と、この話を聞いていたジュール達や春雷達も、父様までも表情を隠さず、僕と同じで呆れ果てていた。あ、“ノルテ“の人達はそんな事してないそうだからそこは救いだよね!
父様「・・・その者達は外交をする気があるのか?・・・あ、いや、失礼・・・」
うっかり、呆れが口に出てしまった父様はサッと口を押さえ謝罪したが、王女達は苦笑い気味に気にしてないと手を横に振った。

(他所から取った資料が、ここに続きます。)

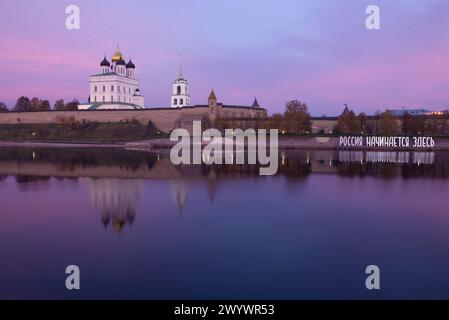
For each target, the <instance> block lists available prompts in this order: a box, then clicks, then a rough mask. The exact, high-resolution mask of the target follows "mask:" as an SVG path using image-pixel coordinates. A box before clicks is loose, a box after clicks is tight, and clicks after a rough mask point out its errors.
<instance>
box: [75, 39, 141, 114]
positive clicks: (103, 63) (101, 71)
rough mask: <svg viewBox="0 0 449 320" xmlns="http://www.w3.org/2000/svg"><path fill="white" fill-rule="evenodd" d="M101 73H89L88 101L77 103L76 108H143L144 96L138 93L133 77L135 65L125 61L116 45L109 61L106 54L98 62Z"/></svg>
mask: <svg viewBox="0 0 449 320" xmlns="http://www.w3.org/2000/svg"><path fill="white" fill-rule="evenodd" d="M100 68H101V73H98V74H94V75H91V76H90V77H89V80H90V94H89V101H88V103H85V104H80V105H78V110H100V109H143V108H144V97H143V96H142V95H141V94H140V90H139V80H137V79H136V78H135V75H134V71H135V69H136V66H135V65H134V63H133V62H132V61H131V59H130V60H129V61H128V63H126V62H125V58H124V57H123V55H122V53H121V52H120V49H119V48H118V47H117V49H116V50H115V53H114V54H113V56H112V59H111V62H109V61H108V59H106V56H105V57H104V58H103V60H102V61H101V62H100Z"/></svg>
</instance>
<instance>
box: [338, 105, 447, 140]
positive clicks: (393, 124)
mask: <svg viewBox="0 0 449 320" xmlns="http://www.w3.org/2000/svg"><path fill="white" fill-rule="evenodd" d="M334 133H336V134H351V135H386V136H393V135H398V134H403V135H409V136H411V135H433V136H442V135H448V134H449V114H448V113H447V112H445V113H441V114H436V115H411V114H410V113H407V112H406V113H405V114H404V115H403V116H395V115H394V114H393V113H391V112H390V111H385V112H382V113H377V114H376V115H374V116H370V117H368V116H366V115H365V114H364V113H363V112H362V113H360V114H359V115H357V116H356V115H355V113H354V111H352V110H349V109H347V108H346V109H345V111H344V112H343V113H342V114H341V115H340V116H339V117H338V119H337V125H336V126H335V129H334Z"/></svg>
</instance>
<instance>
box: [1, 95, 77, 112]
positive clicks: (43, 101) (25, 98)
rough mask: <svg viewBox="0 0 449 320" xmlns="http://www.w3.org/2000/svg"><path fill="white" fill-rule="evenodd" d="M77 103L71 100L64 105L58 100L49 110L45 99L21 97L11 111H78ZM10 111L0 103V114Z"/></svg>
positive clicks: (72, 100)
mask: <svg viewBox="0 0 449 320" xmlns="http://www.w3.org/2000/svg"><path fill="white" fill-rule="evenodd" d="M78 104H79V101H78V100H77V99H73V100H71V101H70V102H67V103H65V102H64V99H58V100H56V101H55V103H54V105H53V109H52V108H51V105H50V101H49V100H46V99H39V98H37V97H33V98H31V100H30V99H29V98H28V97H25V96H21V97H20V98H19V99H17V101H16V103H15V105H14V106H13V107H12V109H11V111H15V112H38V111H51V110H55V111H75V110H78ZM8 111H10V110H9V108H8V106H7V105H6V104H5V103H3V102H0V112H8Z"/></svg>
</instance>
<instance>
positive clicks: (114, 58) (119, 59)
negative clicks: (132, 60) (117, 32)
mask: <svg viewBox="0 0 449 320" xmlns="http://www.w3.org/2000/svg"><path fill="white" fill-rule="evenodd" d="M120 59H123V55H122V53H121V52H120V49H119V48H118V47H117V49H115V53H114V54H113V55H112V62H117V61H119V60H120ZM123 60H124V59H123Z"/></svg>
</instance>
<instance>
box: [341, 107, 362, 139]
mask: <svg viewBox="0 0 449 320" xmlns="http://www.w3.org/2000/svg"><path fill="white" fill-rule="evenodd" d="M365 117H366V116H365ZM336 129H337V132H339V133H341V134H360V133H361V131H362V129H361V121H360V117H357V116H356V115H355V113H354V111H352V110H349V109H347V107H346V108H345V111H344V112H343V113H342V114H341V116H340V117H338V120H337V128H336Z"/></svg>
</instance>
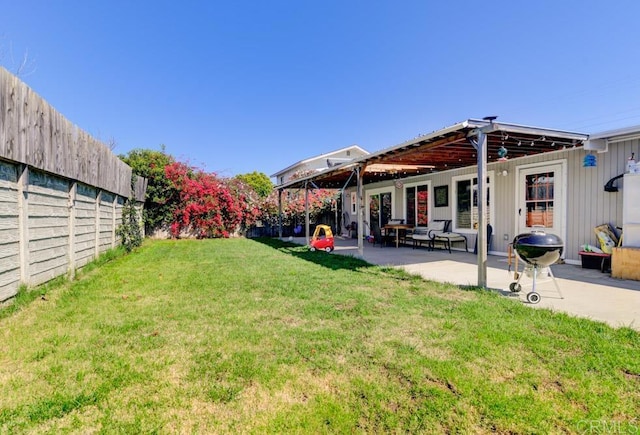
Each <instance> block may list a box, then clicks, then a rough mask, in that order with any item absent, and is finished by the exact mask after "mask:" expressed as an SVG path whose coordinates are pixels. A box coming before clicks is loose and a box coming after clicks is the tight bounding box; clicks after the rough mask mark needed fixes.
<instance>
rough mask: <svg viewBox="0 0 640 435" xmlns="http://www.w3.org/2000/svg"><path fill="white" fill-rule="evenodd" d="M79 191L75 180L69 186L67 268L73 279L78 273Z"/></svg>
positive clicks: (70, 278) (69, 274) (77, 185)
mask: <svg viewBox="0 0 640 435" xmlns="http://www.w3.org/2000/svg"><path fill="white" fill-rule="evenodd" d="M77 192H78V182H77V181H74V182H72V183H71V185H70V186H69V256H68V257H69V259H68V262H69V267H68V268H67V270H68V273H69V278H70V279H73V277H74V276H75V274H76V214H77V210H76V194H77Z"/></svg>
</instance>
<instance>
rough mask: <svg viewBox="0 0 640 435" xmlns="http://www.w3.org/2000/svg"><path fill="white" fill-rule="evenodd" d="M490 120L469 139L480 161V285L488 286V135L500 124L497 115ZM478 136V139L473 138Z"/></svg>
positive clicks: (479, 224) (480, 127) (478, 250)
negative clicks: (474, 149) (487, 160)
mask: <svg viewBox="0 0 640 435" xmlns="http://www.w3.org/2000/svg"><path fill="white" fill-rule="evenodd" d="M484 119H485V120H488V121H489V124H488V125H485V126H484V127H480V128H476V129H474V130H472V131H471V132H469V134H468V135H467V139H468V140H469V142H470V143H471V145H473V147H474V148H475V149H476V154H477V162H478V235H477V238H476V242H477V245H478V287H482V288H486V287H487V216H486V214H485V209H486V207H487V204H486V202H487V200H486V198H487V192H486V184H487V135H488V134H489V133H491V132H493V131H496V130H497V129H498V125H497V124H494V123H493V120H494V119H495V117H487V118H484ZM473 136H476V139H473Z"/></svg>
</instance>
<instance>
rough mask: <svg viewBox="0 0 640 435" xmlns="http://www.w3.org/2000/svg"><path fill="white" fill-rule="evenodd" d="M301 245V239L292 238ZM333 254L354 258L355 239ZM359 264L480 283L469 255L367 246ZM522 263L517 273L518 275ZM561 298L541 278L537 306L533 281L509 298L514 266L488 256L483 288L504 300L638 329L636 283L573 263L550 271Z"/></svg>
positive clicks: (630, 280) (616, 326)
mask: <svg viewBox="0 0 640 435" xmlns="http://www.w3.org/2000/svg"><path fill="white" fill-rule="evenodd" d="M294 242H295V243H300V244H305V239H304V238H296V239H294ZM335 245H336V248H335V251H334V254H340V255H351V256H354V257H357V256H358V248H357V240H355V239H346V238H341V237H336V243H335ZM363 260H365V261H367V262H368V263H371V264H376V265H380V266H392V267H399V268H402V269H404V270H406V271H407V272H409V273H413V274H417V275H420V276H422V277H424V278H425V279H430V280H434V281H439V282H449V283H452V284H456V285H470V286H475V285H476V284H477V282H478V271H477V257H476V256H475V255H474V254H472V253H466V252H463V251H454V252H452V253H451V254H449V252H448V251H445V250H434V251H429V250H427V249H426V248H418V249H413V248H412V247H407V246H401V247H399V248H396V247H380V246H379V245H375V246H373V245H371V244H369V243H365V246H364V256H363ZM522 267H523V266H522V262H521V264H520V268H519V272H522V270H523V269H522ZM551 270H552V272H553V275H554V276H555V279H556V283H557V284H558V287H559V289H560V292H561V293H558V291H557V290H556V287H555V286H554V285H553V281H552V280H551V279H550V278H549V277H548V276H546V274H543V276H542V277H539V279H538V280H537V282H536V291H537V292H538V293H539V294H540V296H541V300H540V302H539V303H537V304H530V303H528V302H527V301H526V294H527V293H529V292H530V291H531V284H532V279H531V278H529V277H526V276H525V277H523V278H522V279H521V281H520V283H521V285H522V291H521V292H519V293H512V292H511V291H510V290H509V284H511V283H512V282H514V281H515V279H514V273H513V267H512V269H511V271H509V265H508V262H507V259H506V258H505V257H502V256H498V255H489V256H488V259H487V286H488V287H489V288H490V289H494V290H496V291H499V292H500V293H502V294H503V295H505V296H506V297H511V298H517V299H519V300H521V301H522V302H523V303H524V304H526V305H528V306H531V307H533V308H549V309H552V310H554V311H560V312H564V313H567V314H570V315H574V316H579V317H584V318H588V319H592V320H596V321H602V322H605V323H607V324H609V325H611V326H613V327H622V326H626V327H630V328H633V329H636V330H640V282H639V281H632V280H621V279H615V278H612V277H611V275H610V274H609V273H601V272H600V271H599V270H594V269H583V268H582V267H581V266H576V265H571V264H557V265H553V266H551Z"/></svg>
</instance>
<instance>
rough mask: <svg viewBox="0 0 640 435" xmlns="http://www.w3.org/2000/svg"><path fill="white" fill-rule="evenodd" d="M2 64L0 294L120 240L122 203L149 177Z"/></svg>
mask: <svg viewBox="0 0 640 435" xmlns="http://www.w3.org/2000/svg"><path fill="white" fill-rule="evenodd" d="M131 173H132V172H131V168H130V167H129V166H128V165H126V164H125V163H124V162H122V161H121V160H120V159H119V158H118V157H117V156H116V155H114V154H113V153H112V152H111V150H109V148H108V147H107V146H105V145H104V144H102V143H100V142H99V141H97V140H95V139H93V138H91V137H90V136H89V135H88V134H87V133H85V132H83V131H81V130H80V129H78V128H77V127H76V126H74V125H72V124H71V123H70V122H69V121H68V120H66V119H65V118H64V117H63V116H62V115H60V114H59V113H58V112H56V111H55V109H53V108H52V107H51V106H49V105H48V104H47V103H46V102H45V101H44V100H43V99H42V98H40V97H39V96H38V95H37V94H35V93H34V92H33V91H31V90H30V89H29V88H28V87H27V86H26V85H25V84H24V83H22V82H20V81H19V80H18V79H17V78H16V77H14V76H12V75H11V74H10V73H8V72H7V71H6V70H4V69H3V68H0V301H2V300H5V299H8V298H10V297H12V296H14V295H15V294H16V293H17V290H18V288H19V286H20V283H25V284H27V285H30V286H32V285H38V284H41V283H43V282H45V281H48V280H50V279H52V278H54V277H56V276H59V275H64V274H73V272H74V270H75V269H76V268H78V267H81V266H83V265H85V264H86V263H88V262H89V261H91V260H92V259H94V258H96V257H97V256H98V255H99V254H100V253H102V252H104V251H106V250H108V249H110V248H112V247H115V246H117V245H118V244H119V243H120V240H119V239H118V237H117V235H116V229H117V227H118V226H119V225H120V224H121V222H122V207H123V205H124V202H125V200H126V199H127V198H130V197H132V198H135V200H136V204H137V208H138V210H139V212H140V214H141V213H142V205H143V204H144V198H145V191H146V180H144V179H142V178H139V179H138V180H136V183H135V185H134V188H133V190H132V188H131Z"/></svg>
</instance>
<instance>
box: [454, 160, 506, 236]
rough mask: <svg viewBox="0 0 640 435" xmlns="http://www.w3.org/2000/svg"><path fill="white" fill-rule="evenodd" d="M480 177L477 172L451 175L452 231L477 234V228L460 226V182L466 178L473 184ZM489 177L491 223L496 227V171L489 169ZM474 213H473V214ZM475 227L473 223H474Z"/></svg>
mask: <svg viewBox="0 0 640 435" xmlns="http://www.w3.org/2000/svg"><path fill="white" fill-rule="evenodd" d="M474 178H478V174H477V173H471V174H465V175H456V176H453V177H451V190H450V195H449V196H450V197H451V227H452V230H451V231H455V232H456V233H463V234H476V233H477V232H478V230H477V229H475V228H458V218H457V217H458V191H457V187H458V182H459V181H464V180H470V181H471V184H472V186H473V179H474ZM487 178H488V179H489V183H488V184H487V186H486V188H487V189H490V190H491V196H490V197H489V222H488V223H489V224H490V225H491V226H492V227H494V228H495V224H494V220H495V202H496V201H495V200H496V187H495V186H496V183H495V171H487ZM472 215H473V214H472ZM472 227H473V225H472Z"/></svg>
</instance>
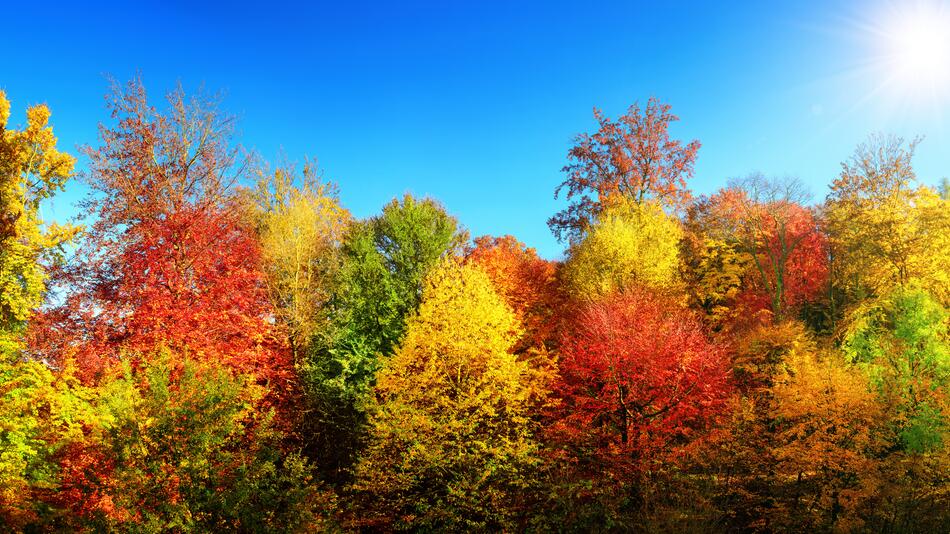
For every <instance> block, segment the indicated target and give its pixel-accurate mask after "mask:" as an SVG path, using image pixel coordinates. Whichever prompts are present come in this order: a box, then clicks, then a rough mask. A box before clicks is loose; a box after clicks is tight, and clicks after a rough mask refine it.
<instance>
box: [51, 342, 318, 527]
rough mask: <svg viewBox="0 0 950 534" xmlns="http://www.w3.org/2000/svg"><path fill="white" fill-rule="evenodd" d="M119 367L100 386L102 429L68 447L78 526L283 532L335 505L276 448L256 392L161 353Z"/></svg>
mask: <svg viewBox="0 0 950 534" xmlns="http://www.w3.org/2000/svg"><path fill="white" fill-rule="evenodd" d="M129 362H130V360H129V359H127V360H125V361H124V362H123V363H122V364H120V366H118V367H116V368H114V369H112V370H111V371H110V376H108V377H107V378H106V379H105V380H104V381H103V382H102V383H101V384H100V386H99V388H98V391H97V394H96V399H95V403H96V405H97V410H98V411H99V414H100V419H99V421H100V422H99V424H98V425H96V426H95V427H94V428H92V429H91V430H90V432H89V433H90V436H89V437H88V439H87V442H86V443H85V444H83V445H82V446H81V447H77V448H74V449H72V450H71V451H69V454H68V455H67V456H66V459H65V460H64V464H65V465H67V466H69V470H68V472H67V474H66V476H65V477H64V478H65V482H64V490H63V491H61V492H60V495H59V500H60V501H61V502H62V503H63V504H65V505H66V506H68V508H69V510H70V523H71V524H72V525H73V526H75V527H84V528H91V529H93V530H103V531H116V530H119V531H136V532H167V531H169V530H172V531H180V532H193V531H197V532H212V531H234V530H240V531H245V532H286V531H288V530H300V529H313V528H317V527H319V526H320V523H321V521H322V517H321V514H323V513H324V512H326V511H328V510H327V509H326V508H327V507H329V506H330V505H331V502H332V501H331V500H330V499H329V498H328V497H327V496H326V494H324V493H322V492H321V491H320V488H319V486H317V485H311V479H312V475H311V467H310V466H309V465H308V464H307V462H306V461H304V460H303V459H302V458H300V457H299V456H297V455H295V454H283V453H282V452H281V449H280V448H279V443H280V441H281V439H282V438H281V433H280V432H279V430H278V429H277V428H276V427H275V426H274V423H273V412H272V411H271V410H268V409H265V408H263V407H262V404H261V402H260V401H261V399H262V397H263V395H264V393H265V390H264V388H263V387H262V386H259V385H257V384H255V383H254V380H253V379H252V378H251V377H248V376H242V375H235V374H234V373H233V371H231V370H229V369H228V368H226V367H224V366H222V365H216V364H213V363H209V362H204V361H200V360H192V359H189V358H188V357H187V355H184V354H173V353H172V352H171V351H169V350H168V349H159V350H158V351H157V352H156V353H154V354H151V355H146V356H143V357H142V358H141V359H140V363H139V364H138V365H136V366H132V365H131V364H130V363H129Z"/></svg>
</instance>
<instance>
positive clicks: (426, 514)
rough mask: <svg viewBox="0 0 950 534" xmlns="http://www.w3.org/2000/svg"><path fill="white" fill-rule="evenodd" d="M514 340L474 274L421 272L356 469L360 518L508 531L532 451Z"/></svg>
mask: <svg viewBox="0 0 950 534" xmlns="http://www.w3.org/2000/svg"><path fill="white" fill-rule="evenodd" d="M519 334H520V328H519V326H518V324H517V321H516V319H515V316H514V314H513V313H512V311H511V309H510V308H509V307H508V306H507V305H506V304H505V303H504V301H503V300H502V299H501V297H500V296H499V295H498V294H497V293H496V292H495V290H494V289H493V288H492V285H491V281H490V280H489V278H488V276H487V275H486V274H485V273H484V272H483V271H482V270H480V269H479V268H477V267H474V266H470V265H459V264H457V263H455V262H454V261H451V260H449V261H447V262H444V263H443V264H441V266H440V267H439V268H437V269H436V270H434V271H433V272H432V273H431V274H430V275H429V277H428V278H427V281H426V285H425V289H424V291H423V300H422V304H421V306H420V308H419V313H418V314H417V315H415V316H413V317H412V318H411V319H410V320H409V325H408V328H407V333H406V338H405V340H404V341H403V343H402V345H401V346H400V348H399V350H397V352H396V353H395V354H394V355H393V357H392V358H391V359H390V360H389V361H388V362H387V363H386V365H385V367H384V368H383V370H382V371H381V373H380V376H379V380H378V382H377V385H376V389H375V397H376V403H375V406H374V408H373V410H372V412H371V418H370V423H371V445H370V447H369V449H368V450H367V451H366V453H365V454H364V456H363V457H362V459H361V460H360V463H359V465H358V466H357V483H356V488H357V489H358V490H360V491H362V492H365V493H367V494H368V495H367V496H366V499H367V502H368V503H370V504H371V507H370V509H369V510H367V516H368V517H370V518H374V519H375V520H376V521H379V522H380V524H381V525H387V527H386V528H393V527H395V528H410V529H420V528H422V529H452V530H455V529H463V528H464V529H472V528H477V529H498V528H503V527H505V526H509V527H510V526H511V523H510V521H511V519H512V514H513V513H514V511H513V510H512V508H513V507H514V506H515V505H516V502H517V501H516V499H515V498H514V497H515V496H516V495H517V492H518V491H520V490H521V489H522V488H523V487H525V485H526V484H528V480H527V479H526V475H527V473H529V472H530V469H531V465H532V464H533V463H534V459H533V458H534V454H535V451H536V448H537V445H536V444H535V442H534V440H533V438H532V427H531V424H530V418H529V413H528V410H527V408H528V400H529V398H530V395H531V392H530V390H529V385H528V383H527V381H526V376H527V375H526V366H525V364H524V363H522V362H519V361H518V360H517V358H516V357H515V356H514V355H513V354H512V353H511V352H510V351H511V348H512V347H513V345H514V344H515V342H516V340H517V339H518V336H519Z"/></svg>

エルフ王女「そう思われても仕方ないほど私も彼らの行動にほとほと呆れておりますから、お気になさらないでください。ですから、反対する者達を振り切ってこちらに参ったんです。あの者達は少しは反省した方がいいと思ったので・・・」ニッコリ
「・・・あぁ、そう言うことか、まぁ、ここに来れなかったのはちゃんと外交できなかった彼らの自業自得といった事だね?でも、“ノルテ“の外交官は巻き添えになった形だけどよかったの?」
エルフ種の外交官や側近、護衛達は同種の王族はちゃんと敬う対象で、自国から任命された自分のお役目をまっとうできない事だけは、不名誉と思っているようなので、(要は身内贔屓)それをあえてまっとうできないようにしてやったと、言外に笑顔で言うエルフ王女と笑顔で同意する、ダークエルフ王子のやり切った感が半端なかった。(この事で相当ストレス溜まってたんだろうなぁ)とか思いつつも、“ノルテ“の外交官達も巻き添えにしたのは流石に可哀想だと思ったのだが、
鬼族王子「あぁ、彼らは俺のお付きって面のが強いから、気にしてないさ、外交は別の機会にっとでも思ってるよ。護衛の方も俺達魔族は基本的に個人の実力が重視されるから、自国じゃ護衛なんてつけないのが普通だ、ただ、国外では対外的にいた方がいいだろうぐらいの気持ちで付けられているだけだから、外交官より気にしてないよ」
と、何ともあっさりした回答が返ってきた。
「へぇ、そうなんだ。・・・ん?じゃあ、皆んな今は急いで自分達の席に戻る必要はない?感じ?かな?」
と、聞くと、“「むしろ、長居させてほしい」“と、返事が返ってきた。
(ふむ、彼は本当に僕達のことを心配してやってきただけなら、これから起こる事を考えると、ここが1番安全だし、このままここで一緒にいた方がいいよね?( ^∀^))と、言う考えから、僕は父様に彼らも一緒に試合の観戦をしていいか聞くと、父様もその事を察してくれたのか、快く承諾してくれたので、僕達は応接室から、観戦席の方に移動することに・・・
へティ「あ、アトリー様、それに王女殿下方も!」
エルフ王女「まぁ、へティ嬢!貴女もコチラにいらしたのね?」
観戦席で今日の試合の説明を聞いていたへティと軽く挨拶を交わし、それぞれ空いた席に座って少し話をしていると、学生部門の最初の試合である“イネオス対スッド魔人民国“の対決が始まろうとしていた。この時、エルフ王女達は自分達が何の要件できたかをすっかり忘れて、試合の観戦に意識が移っていた。僕はそれに気づいたいたがそこは指摘せずに舞台に出てきたイネオスに視線を向けた。